Repository files navigation

HPL Burn-In Test (BIT) 2.0

Overview

This repository contains a set of scripts and configuration to burnin and validate the performance of DGX A100/H100 SuperPOD/BasePOD clusters. The test will run a variety of containerized multi-node workloads (currently only HPL, NCCL is next). The tests can also be run on generic GPU clusters, but specific configuration and interpretation of the results is left to the user.

The test are designed to be repeatedly run with different nodes and confirm that performance is consistent at each node count. When tests run slowly or incorrectly, the nodes affected are reported. Through continued system stress subtle and no-so-subtle hardware and system issues can be detected.

If the expected performance is seen, the user can be confident that the nodes are working correctly.

Differences between Burn-in and Validation

A validation test is to determine if the systems are performing as expected. A burn-in test is repeated runs of the validation test to ensure systems continue to perform as expected over a period of time. The tests described below are for system validation. For a burn-in test, run validation tests back-to-back for an extended period of time.

Requirements

  • It is assumed that these tests are run under a Bright Cluster Manager/ Base Command Manager configured cluster with Slurm, Enroot, and Pyxis.
  • A shared filesystem across all the compute nodes.

Note: Singularity should also work, but that code path has been minimally tested.

High Performance Linpack (HPL)

Getting started

Either copy, or just reclone, this epository to a directory on a shared filesystem owned by the user (non-root) under which the tests will be run.

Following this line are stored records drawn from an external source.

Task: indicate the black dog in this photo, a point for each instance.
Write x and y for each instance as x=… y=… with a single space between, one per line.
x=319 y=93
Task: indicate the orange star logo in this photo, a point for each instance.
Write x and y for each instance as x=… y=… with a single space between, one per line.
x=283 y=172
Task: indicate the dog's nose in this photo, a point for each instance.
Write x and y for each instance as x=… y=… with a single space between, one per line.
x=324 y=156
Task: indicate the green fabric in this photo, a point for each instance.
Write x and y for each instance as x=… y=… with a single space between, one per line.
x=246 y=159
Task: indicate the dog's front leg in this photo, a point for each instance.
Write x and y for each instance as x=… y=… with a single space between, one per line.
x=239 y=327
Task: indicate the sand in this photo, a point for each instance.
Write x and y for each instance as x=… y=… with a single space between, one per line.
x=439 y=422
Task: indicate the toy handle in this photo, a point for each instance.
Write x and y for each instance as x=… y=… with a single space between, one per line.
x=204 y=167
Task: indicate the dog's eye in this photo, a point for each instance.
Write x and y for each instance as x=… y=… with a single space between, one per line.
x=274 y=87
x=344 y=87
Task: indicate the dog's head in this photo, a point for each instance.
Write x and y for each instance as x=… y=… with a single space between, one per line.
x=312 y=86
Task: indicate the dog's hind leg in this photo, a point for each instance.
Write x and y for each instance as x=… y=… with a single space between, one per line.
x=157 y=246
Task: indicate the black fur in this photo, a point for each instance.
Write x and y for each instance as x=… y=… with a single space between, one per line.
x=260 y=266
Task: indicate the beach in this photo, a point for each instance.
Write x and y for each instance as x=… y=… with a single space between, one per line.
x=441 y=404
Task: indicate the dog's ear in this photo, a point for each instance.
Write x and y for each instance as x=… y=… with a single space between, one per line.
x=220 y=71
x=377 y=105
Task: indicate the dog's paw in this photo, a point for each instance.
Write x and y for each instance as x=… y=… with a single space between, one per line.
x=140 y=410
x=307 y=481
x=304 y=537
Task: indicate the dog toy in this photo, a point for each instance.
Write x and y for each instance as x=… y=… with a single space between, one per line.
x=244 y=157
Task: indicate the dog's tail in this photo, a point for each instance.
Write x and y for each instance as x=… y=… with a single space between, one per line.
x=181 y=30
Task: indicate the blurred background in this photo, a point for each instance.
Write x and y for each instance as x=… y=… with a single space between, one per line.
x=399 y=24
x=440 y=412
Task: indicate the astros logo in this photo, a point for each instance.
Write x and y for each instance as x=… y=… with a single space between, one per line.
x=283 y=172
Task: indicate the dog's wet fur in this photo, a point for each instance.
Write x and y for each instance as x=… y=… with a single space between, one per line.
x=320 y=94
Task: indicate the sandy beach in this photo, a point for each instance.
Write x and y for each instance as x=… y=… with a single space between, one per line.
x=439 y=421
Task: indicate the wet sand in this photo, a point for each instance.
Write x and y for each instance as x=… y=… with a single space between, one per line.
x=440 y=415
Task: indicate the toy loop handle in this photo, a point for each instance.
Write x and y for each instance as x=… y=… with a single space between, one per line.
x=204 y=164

Setup Authentication to Access HPL container

The NGC HPC Benchmarks 23.5 container is used to run HPL.

https://ngc.nvidia.com/catalog/containers/nvidia:hpc-benchmarks

While the container is freely available, it is necessary to create an account on NGC to access the container. After logging into NGC, you need to create an API key to pull containers.

https://ngc.nvidia.com/setup

Follow the instructions there to create an API key.

To allow Enroot to access nvcr.io via the API key.

If not already created, create the file ~/.config/enroot/.credentials. Add the following entries to that file:

machine nvcr.io login $oauthtoken password <NVCR.IO API KEY>
machine authn.nvidia.com login $oauthtoken password <NVCR.IO API KEY>

Replace <NVCR.IO API KEY> above with the your nvcr.io api key for your NGC account.

Setup Authentication for Singularity nvcr.io

For Singularity, authentication to a docker registry is done through environment variables.

export SINGULARITY_DOCKER_USERNAME='$oauthtoken'
export SINGULARITY_DOCKER_PASSWORD=<NGC_API_KEY>

Set these variables in the appropriate system config file (ex: syscfg-dgxa100-80gb.sh)

Saving Containers to local .sqsh files

In order to download a container locally to a .sqsh file do: enroot import docker://nvcr.io/nvidia/

Basic Launch Command

./launch_hpl_experiment.sh --sys <SYSTEM> --count <NODES_PER_JOBS> --cruntime enroot 

or

./launch_hpl_experiment.sh -s <SYSTEM> -c <NODES_PER_JOBS> --cruntime enroot

Where:

   -s|--sys <SYSTEM>
        * Set to the system type on which to run.  Ex: dgxa100_40G, dgxa100_80, generic
   -c|--count <Count>
        * Set to the number of nodes to use per job
   --container 
        * Specify an alternate continer URI or a local file (.sqsh for enroot, .sif for singularity)
   --cruntime <runtime> 
        * Specify the container runtime.  enroot is the only support runtime currently.
   -h|--help
        * Provide a full list of options

The script will lookup all of the available batch nodes on the system and launch a series of jobs on each. More options exist to use BIT on non-standard systems. Use the --help option for a full list of options.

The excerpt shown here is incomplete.